Normally we blog here about the latest products and services to be found at the Southern and Northern Manufacturing shows. But for this post, in recognition of the fact that this week is National Apprenticeship Week, I’d like to offer a few personal words on the venerable and noble institution of apprenticeships.
For decades we have been told that to achieve success in life, you must have a degree. For years we have been told that “We don’t make things in the UK anymore” and that there is now no need for the practical engineering skills acquired by generations of apprentices. That will, no doubt, come as a surprise to the thousands of successful engineering businesses operating in the UK today. But faced with such nonsense from the media and some quarters of the teaching profession, it’s little wonder that so many youngsters are scared into playing it safe by going to university and getting a degree – any degree. What increasing numbers are discovering, to their cost and ultimately to ours, is that a degree no longer guarantees employment.

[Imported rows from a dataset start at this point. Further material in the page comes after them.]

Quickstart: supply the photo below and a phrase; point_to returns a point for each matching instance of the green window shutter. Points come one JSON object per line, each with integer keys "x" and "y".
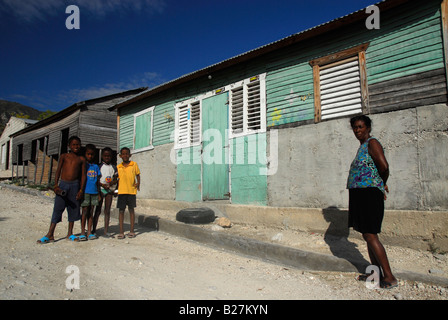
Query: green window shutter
{"x": 143, "y": 129}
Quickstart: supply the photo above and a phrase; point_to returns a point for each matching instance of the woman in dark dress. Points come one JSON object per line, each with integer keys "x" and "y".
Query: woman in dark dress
{"x": 367, "y": 179}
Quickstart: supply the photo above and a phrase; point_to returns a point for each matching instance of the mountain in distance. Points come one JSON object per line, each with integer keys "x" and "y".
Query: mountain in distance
{"x": 10, "y": 108}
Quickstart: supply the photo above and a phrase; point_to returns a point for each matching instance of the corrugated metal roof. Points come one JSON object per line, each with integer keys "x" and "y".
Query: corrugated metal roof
{"x": 294, "y": 38}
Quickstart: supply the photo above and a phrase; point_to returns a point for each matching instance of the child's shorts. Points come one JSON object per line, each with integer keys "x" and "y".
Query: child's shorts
{"x": 124, "y": 200}
{"x": 90, "y": 200}
{"x": 68, "y": 201}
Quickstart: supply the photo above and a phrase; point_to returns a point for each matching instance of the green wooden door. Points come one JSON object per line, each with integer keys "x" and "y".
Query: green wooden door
{"x": 215, "y": 168}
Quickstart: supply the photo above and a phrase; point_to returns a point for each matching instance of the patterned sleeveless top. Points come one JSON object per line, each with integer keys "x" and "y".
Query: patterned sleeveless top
{"x": 363, "y": 172}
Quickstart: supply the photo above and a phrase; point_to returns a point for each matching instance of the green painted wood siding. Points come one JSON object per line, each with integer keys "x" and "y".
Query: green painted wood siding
{"x": 163, "y": 123}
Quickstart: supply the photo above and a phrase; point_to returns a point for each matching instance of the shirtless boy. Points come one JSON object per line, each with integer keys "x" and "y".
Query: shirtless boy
{"x": 69, "y": 188}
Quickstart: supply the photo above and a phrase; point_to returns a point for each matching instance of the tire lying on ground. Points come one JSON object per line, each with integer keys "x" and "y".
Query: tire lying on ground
{"x": 196, "y": 215}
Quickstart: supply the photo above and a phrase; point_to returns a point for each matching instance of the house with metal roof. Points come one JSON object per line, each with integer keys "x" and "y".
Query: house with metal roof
{"x": 36, "y": 149}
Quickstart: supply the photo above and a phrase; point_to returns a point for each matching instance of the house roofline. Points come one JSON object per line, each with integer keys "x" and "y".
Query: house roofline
{"x": 69, "y": 110}
{"x": 268, "y": 48}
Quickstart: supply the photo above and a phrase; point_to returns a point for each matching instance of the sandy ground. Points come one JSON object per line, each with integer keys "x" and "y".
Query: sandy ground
{"x": 159, "y": 266}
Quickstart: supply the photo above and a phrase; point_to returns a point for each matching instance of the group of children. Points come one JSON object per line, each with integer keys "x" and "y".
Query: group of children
{"x": 80, "y": 183}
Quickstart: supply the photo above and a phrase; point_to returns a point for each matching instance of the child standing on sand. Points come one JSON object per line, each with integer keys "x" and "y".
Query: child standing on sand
{"x": 69, "y": 189}
{"x": 92, "y": 194}
{"x": 128, "y": 185}
{"x": 108, "y": 183}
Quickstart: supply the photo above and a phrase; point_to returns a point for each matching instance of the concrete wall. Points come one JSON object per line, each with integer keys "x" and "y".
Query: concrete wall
{"x": 313, "y": 161}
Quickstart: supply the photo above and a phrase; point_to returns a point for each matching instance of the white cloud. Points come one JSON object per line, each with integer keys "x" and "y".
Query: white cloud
{"x": 31, "y": 10}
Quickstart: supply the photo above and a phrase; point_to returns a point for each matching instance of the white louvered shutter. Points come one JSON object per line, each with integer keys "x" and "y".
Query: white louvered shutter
{"x": 253, "y": 106}
{"x": 248, "y": 106}
{"x": 237, "y": 106}
{"x": 340, "y": 89}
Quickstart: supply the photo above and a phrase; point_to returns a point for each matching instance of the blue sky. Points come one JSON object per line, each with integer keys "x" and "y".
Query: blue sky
{"x": 126, "y": 44}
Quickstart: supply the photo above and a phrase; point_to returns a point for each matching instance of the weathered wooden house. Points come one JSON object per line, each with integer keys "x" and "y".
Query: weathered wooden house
{"x": 270, "y": 127}
{"x": 37, "y": 148}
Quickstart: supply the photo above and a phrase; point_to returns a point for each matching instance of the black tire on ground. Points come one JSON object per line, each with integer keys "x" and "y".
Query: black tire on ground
{"x": 196, "y": 215}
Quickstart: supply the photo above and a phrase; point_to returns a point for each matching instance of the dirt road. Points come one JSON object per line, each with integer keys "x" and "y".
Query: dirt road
{"x": 154, "y": 266}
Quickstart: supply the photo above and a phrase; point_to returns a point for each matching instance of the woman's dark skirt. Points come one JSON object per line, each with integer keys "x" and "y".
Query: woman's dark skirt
{"x": 366, "y": 210}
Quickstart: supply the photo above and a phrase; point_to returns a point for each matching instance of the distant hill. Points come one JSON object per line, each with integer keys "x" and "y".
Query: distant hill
{"x": 9, "y": 108}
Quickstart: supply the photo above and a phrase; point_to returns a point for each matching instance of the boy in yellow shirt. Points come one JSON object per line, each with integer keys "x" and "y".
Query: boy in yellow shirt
{"x": 128, "y": 185}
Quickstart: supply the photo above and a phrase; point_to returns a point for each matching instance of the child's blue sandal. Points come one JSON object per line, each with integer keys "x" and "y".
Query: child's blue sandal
{"x": 44, "y": 240}
{"x": 92, "y": 236}
{"x": 73, "y": 238}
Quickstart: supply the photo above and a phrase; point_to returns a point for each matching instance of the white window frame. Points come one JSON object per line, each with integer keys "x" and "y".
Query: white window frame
{"x": 189, "y": 140}
{"x": 136, "y": 115}
{"x": 245, "y": 86}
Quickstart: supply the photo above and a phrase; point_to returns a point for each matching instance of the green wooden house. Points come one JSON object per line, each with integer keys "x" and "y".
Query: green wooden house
{"x": 270, "y": 127}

The misalignment of skill set to workplace in modern Britain is a massive damper on the engineering sector. One of the biggest challenges facing firms these days is trying to find skilled operators; people who know how to cut metal, how to programme CAM machinery and how to turn drawings into finished products. Ironically, it’s those supposedly redundant apprentice-trained toolmakers who are now enjoying the greatest success as their skills have become more sought after and valued. We need more of them. We won’t get them by perpetuating the myth that the apprenticeship is a second-grade education from an outdated institution.
Just think about it for a second: Civilisation was built over thousands of years, not by degree graduates, but by time-served apprentices; people who had learned their trade by observing, following and doing. The world’s great buildings, priceless works of art, the great advances in engineering, aviation and transportation, even newspapers and the books in our libraries that carry knowledge from one generation to the next. All were made by ex-apprentices. Given the pivotal role that apprenticeships have played in the ascent of human civilisation, why on Earth should they be valued any less highly than degree courses? Yes of course we still need graduate engineers to lead and inspire. But in just the same way that newly commissioned officers are reliant on the guidance of the experienced NCOs under them, they need to be backed up by a solid core of well-trained and experienced engineering workers, well-versed in the skill of translating theory into practical reality. This is the role that the time-served apprentice fulfils – the absolutely vital link that keeps the whole machine of industry turning.
Thankfully, things are changing as National Apprenticeship Week and the many organisations up and down the land, such as STEGTA, are proving. Yet this modern generation of apprentices are still facing prejudice, still facing the dismissive snorts of their degree-educated peers and the arrogant put-downs of people who don’t know anything at all about either engineering or apprenticeships but yet feel qualified to look down their noses. Degrees have their place, of course, but real apprenticeships are no less valuable. This week the government announced that the term “Apprenticeship” is to be given the same protected status as “Degree”, which will hopefully draw a line in the sand and ensure that today’s apprenticeships meet the standards required of a high-quality vocational training scheme, equipping youngsters well and providing them with the launch pad for a rewarding engineering career.
For all firms providing apprenticeship schemes, we say “Bravo!” and for youngsters considering joining them, we say “Go for it!” By becoming an apprentice, you’re becoming part of a tradition that stretches back not just decades, but millennia. More importantly, you’re part of the future.
And yes, I was an engineering apprentice!